IV. MANFAAT PARIWISATA DARI SEGI LINGKUNGAN HIDUP
Pariwisata juga mendatangkan manfaat bagi lingkungan hidup karena sebuah objek wisata apabila ingin banyak mendapatkan kunjungan dari wisataan haruslah terjaga kebersiahannya sehingga kita menjadi terbiasa untuk merawat dan menjaga lingkungan kita agar selalu terjaga kebersihannya.Pembangunan pariwisata tidak mengakibatkan dampak-dampak negatif terhadap lingkungan dan penurunan kualitas tanah atau lahan pertaninan baik lahan perladangan maupun persawahan. Kelestarian hutannya masih tetap terjaga dengan baik. Masyarakat secara bersama-sama dan sepakat untuk melestarikan hutannnya dan tanpa harus ketergantungan terhadap hutan tersebut. Pada dasarnya masyarakat lokal telah sadar terhadap perlunya pelestarian hutan, karena kawasan hutan yang dimaksud merupakan daerah resapan air yang bisa dipergunakan untuk kepentingan hidupnya maupun mahluk hidup yang lainnya serta untuk keperluan persawahan.

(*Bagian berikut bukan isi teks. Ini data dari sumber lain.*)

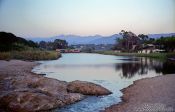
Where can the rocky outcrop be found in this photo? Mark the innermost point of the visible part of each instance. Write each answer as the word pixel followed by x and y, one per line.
pixel 23 91
pixel 87 88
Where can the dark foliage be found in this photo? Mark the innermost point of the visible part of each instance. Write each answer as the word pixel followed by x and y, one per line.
pixel 57 44
pixel 9 41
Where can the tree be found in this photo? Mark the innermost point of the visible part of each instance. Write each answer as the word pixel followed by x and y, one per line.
pixel 129 42
pixel 143 37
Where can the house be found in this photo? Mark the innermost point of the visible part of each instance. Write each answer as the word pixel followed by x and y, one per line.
pixel 68 50
pixel 149 48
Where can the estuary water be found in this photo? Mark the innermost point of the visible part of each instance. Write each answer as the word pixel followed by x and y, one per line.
pixel 112 72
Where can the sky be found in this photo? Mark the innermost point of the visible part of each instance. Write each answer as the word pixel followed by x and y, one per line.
pixel 44 18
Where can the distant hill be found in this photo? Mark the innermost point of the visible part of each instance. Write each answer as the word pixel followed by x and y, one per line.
pixel 160 35
pixel 96 39
pixel 75 39
pixel 9 41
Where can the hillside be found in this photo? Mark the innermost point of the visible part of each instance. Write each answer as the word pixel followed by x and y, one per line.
pixel 96 39
pixel 9 41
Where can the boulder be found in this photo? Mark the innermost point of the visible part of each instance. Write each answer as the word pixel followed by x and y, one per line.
pixel 87 88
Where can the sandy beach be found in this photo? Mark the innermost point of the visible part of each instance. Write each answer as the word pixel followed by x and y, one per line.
pixel 148 95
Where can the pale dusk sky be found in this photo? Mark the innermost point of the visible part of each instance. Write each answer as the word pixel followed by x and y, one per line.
pixel 44 18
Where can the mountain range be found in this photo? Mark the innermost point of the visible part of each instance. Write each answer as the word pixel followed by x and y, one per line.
pixel 96 39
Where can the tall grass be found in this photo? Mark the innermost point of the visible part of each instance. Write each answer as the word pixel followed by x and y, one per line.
pixel 30 55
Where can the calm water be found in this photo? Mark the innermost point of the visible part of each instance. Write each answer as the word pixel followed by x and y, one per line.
pixel 112 72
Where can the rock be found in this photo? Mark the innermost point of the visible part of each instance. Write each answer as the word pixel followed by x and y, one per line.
pixel 29 102
pixel 23 91
pixel 87 88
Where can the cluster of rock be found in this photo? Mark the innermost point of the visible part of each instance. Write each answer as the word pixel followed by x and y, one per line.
pixel 23 91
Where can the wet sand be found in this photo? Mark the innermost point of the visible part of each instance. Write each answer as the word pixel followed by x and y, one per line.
pixel 148 95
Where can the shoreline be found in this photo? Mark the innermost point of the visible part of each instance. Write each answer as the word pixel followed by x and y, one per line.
pixel 24 91
pixel 148 94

V. MANFAAT PARIWISATA DARI SEGI NILAI PERGAULAN DAN ILMU PENGETAHUAN
Manfaat pariwisata yang kita dapat dari segi nilai pergaulan adalah kita menjadi lebih banyak mempunyai teman dari berbagai Negara dan kita bisa mengetahui kebiasaan orang yang dari masing-masing Negara tersebut sehingga kita bisa mempelajari bagaimana kebiasaan yang baik di masing-masing nagara.Selain itu kita juga mendapat manfaat ilmu pengetahuan dari pariwisata karena dengan mempelajari pariwisata kita juga bisa tahu dimana letak dan keunggualn sebuah objek wisata sehingga kita bisa mempelajari mengapa sebuah objek wisata tersebut bisa maju dan bisa menerapkan di daerah objek wisata daerah kita yang belum berkembang dengan baik.
VI. MANFAAT PARIWISATA DARI SEGI PELUANG DAN KESEMPATAN KERJA
Pariwisata juga menciptakan kesempatan kerja.Sarana-sarana pariwisata seperti hotel dan perjalanan adalah usaha yang ”padat karya”.Menurut perbandingan jauh lebih banyak untuk hotel dan restoran daripada untuk usaha-usaha lainnya.Untuk setiap tempat tidur dibutuhkan kira-kira 2 corang tenaga.Di Amerika Serikat untuk tempat tidur diperlukan 279 tenaga kerja.Sudah tentu angka itu berbeda-beda menurut negaranya .Di Indonesia untuk setiap kamar dibutuhkan kira-kira 2 orang tenga kerja. Itu semua mengenai tenga kerja yang langsung berhubungan dengan pariwisata.Di samping itu,pariwisata juga menciptakan menciptakan peluang kerja yang tidak berhubungan langsung dengan pariwisata.Yang terpenting di bidang kontruksi bangunan dan jalan.Banyak bangunan yang didirikan untuk hotel,restoran,toko artshop,dll.Wisatawan-wistawan juga memerlukan makan dan minum,ini semua secara tidak langsung menciptakan lapangan kerja di bidang pertanian.Jadi, pariwisata mempunyai banyak manfaat dari segi peluang dan kesempatan kerja
Dari penjelasan-penjelasan tersebut, saya mencoba mengambil satu kesimpulan menurut saya tentang pariwisaya, yaitu:
Pengertian pariwisata itu sendiri adalah suatu kegiatan yang dilakukan seseorang atau sekelompok orang yang mencari kepuasaan, kesenangan, rasa ingin tahu akan tempat lain yang mereka kunjungi dengan waktu satu atau lebih dari satu hari. Pariwisata ini juga berkaitan dengan sosial budaya, ekonomi, lingkungan dan industri yang masing-masing memiliki manfaat adanya sistem pariwisata ini.